За семь дней я удобно расположилась в квартире Соколовского, мои вещи были повсюду. Сейчас мне было уже странно думать, что я могу жить где-то в другом месте. Я испытывала огромное удовольствие, просыпаясь рано утром в кровати с Женей. Да, мы не проводили гораздо больше времени вместе, но ночи в одной кровати дарили то ощущение единения, которого мне так не хватало.
Я мылась в душе, когда раздался продолжительный звонок в дверь. Обмотавшись белым пушистым полотенцем, вышла в коридор и приблизилась к двери. Меня почему-то не посетила мысль посмотреть в глазок. Я была убеждена, что Женя освободился пораньше и пришёл домой.
Меня ждало разочарование: на лестничной клетке стоял незнакомый мне мужчина, державший в руках два стаканчика кофе. Удивленный взгляд его голубых глаз, скользнувший от моих ног к макушке, заставил неловко вздрогнуть. Я крепче обняла себя руками, хмурясь:
— Эм, а Вы кто?
— Аналогичный вопрос, — усмехнулся мужчина, заглядывая через мое плечо в квартиру, — а Евгений Соколовский дома?

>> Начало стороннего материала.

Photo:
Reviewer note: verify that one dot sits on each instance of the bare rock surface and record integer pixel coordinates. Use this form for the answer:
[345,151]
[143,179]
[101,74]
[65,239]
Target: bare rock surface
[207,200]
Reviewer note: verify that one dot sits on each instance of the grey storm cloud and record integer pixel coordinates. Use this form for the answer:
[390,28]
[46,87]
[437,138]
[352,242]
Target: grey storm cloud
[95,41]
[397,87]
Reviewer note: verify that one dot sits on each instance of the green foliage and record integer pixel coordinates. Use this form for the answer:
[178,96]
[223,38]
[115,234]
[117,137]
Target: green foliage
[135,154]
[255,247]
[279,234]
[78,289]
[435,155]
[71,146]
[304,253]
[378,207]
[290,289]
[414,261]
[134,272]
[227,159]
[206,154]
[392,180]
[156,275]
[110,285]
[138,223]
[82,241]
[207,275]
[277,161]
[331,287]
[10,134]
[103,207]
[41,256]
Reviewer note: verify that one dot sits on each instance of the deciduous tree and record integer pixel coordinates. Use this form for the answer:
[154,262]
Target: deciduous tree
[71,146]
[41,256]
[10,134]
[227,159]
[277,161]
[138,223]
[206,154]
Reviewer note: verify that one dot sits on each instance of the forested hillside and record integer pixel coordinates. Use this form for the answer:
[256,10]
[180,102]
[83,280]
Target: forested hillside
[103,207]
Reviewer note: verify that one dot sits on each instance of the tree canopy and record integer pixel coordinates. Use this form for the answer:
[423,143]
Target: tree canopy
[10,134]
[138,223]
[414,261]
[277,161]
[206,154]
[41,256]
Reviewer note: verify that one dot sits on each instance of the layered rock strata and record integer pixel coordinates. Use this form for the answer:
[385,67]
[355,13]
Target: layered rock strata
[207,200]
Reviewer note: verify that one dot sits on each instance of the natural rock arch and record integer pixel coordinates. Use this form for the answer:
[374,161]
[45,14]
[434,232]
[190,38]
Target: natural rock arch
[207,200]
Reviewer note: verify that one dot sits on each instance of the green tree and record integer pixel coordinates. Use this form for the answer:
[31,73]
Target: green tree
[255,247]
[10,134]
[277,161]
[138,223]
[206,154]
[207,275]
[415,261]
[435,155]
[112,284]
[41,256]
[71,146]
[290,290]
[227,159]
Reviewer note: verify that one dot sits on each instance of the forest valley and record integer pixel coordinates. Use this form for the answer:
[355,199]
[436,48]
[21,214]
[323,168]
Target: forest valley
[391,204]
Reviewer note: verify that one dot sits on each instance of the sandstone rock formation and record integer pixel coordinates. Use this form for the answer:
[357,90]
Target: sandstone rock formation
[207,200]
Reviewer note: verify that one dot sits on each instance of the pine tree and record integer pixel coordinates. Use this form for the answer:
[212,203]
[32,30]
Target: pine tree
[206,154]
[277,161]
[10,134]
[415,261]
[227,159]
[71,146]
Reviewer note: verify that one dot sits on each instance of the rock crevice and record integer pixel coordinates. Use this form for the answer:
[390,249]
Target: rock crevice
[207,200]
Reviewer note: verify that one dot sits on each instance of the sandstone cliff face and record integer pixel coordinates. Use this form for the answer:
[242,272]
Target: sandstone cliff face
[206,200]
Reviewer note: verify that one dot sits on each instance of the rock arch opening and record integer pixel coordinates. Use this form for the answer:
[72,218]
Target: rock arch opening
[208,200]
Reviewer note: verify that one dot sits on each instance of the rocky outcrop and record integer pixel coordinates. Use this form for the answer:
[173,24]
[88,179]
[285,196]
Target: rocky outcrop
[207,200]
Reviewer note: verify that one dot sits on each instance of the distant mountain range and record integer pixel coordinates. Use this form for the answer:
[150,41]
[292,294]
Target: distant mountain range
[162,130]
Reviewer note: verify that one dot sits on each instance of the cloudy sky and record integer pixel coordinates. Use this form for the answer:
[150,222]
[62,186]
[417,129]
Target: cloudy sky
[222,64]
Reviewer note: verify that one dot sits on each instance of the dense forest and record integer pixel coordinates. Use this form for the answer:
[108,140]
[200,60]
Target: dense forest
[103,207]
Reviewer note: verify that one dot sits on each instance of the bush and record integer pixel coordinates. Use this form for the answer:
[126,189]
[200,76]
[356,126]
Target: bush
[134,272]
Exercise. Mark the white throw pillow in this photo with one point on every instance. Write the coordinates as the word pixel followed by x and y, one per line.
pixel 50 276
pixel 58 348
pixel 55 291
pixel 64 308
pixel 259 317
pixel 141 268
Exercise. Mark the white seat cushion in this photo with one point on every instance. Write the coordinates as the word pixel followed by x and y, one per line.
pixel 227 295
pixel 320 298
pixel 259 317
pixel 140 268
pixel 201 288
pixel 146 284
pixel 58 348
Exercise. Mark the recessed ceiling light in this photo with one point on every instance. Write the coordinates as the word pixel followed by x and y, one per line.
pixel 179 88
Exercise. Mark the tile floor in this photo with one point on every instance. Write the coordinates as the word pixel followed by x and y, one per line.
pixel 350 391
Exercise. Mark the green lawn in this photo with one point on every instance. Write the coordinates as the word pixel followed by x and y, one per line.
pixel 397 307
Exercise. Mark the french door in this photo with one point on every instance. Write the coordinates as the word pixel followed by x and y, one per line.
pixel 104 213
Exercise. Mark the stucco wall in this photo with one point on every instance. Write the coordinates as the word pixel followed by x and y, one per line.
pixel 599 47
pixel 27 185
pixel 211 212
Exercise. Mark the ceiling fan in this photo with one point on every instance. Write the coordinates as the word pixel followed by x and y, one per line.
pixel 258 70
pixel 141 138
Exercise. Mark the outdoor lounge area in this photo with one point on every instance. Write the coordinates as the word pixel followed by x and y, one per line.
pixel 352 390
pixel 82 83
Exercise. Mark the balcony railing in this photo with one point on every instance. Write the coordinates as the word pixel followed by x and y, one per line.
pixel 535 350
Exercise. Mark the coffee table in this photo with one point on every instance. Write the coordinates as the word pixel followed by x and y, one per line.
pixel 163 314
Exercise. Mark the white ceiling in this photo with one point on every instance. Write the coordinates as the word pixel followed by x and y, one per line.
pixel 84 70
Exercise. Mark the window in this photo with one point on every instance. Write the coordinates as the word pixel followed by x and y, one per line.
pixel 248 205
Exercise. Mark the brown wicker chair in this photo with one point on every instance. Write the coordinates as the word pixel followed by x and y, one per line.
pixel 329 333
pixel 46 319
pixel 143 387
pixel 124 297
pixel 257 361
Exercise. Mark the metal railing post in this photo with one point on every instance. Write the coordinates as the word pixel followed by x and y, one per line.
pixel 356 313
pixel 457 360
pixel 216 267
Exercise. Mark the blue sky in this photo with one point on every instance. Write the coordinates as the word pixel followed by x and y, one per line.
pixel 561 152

Я недоуменно потупилась, внимательно разглядывая незнакомца: он показался мне смутно знакомым, будто я уже замечала его где-то. Симпатичному мужчине было около пятидесяти лет — такой вывод можно было сделать по коротким темным с проседью волосам, овальному лицу, изборозжденному мелкими морщинами, грубому подбородку и впалым щекам. Одежда на нем была аккуратной, стильной и точно дорогой.
Мысль цеплялась за мысль, пока одна из них не показалась мне интересной. Я зацепилась за неё, обсасывая, как леденец, и поняла причину ускорившегося сердцебиения.
Сходство было удивительное.
— Отец? — Донёсся до меня глухой голос Жени, стоявшего на лестнице.
Я уставилась на него, окончательно лишившись дара речи. Мне казалось, что хуже быть не может, но увы: из-за сквозняка окно в гостиной открылось больше, чем нужно, и зацепило стоящий на подоконнике цветок.
Мне хотелось ругнуться, чтобы вместить в слова все то напряжение, которое испытывала. Я метнулась в комнату и обнаружила разбитый горшок, рассыпавшуюся землю и покалеченный цветок, который уже находился в зубах Симбы.
— Алёна, — на мои плечи приземлился тёплый махровый халат, — я разберусь, а ты одевайся.
Я кивнула, затягивая на талии пояс. Мой взгляд поднялся к отцу Соколовского: мужское лицо было совершенно непроницаемо. Неловкость витала в воздухе, как мне казалось, но ему это было совершенно безразлично.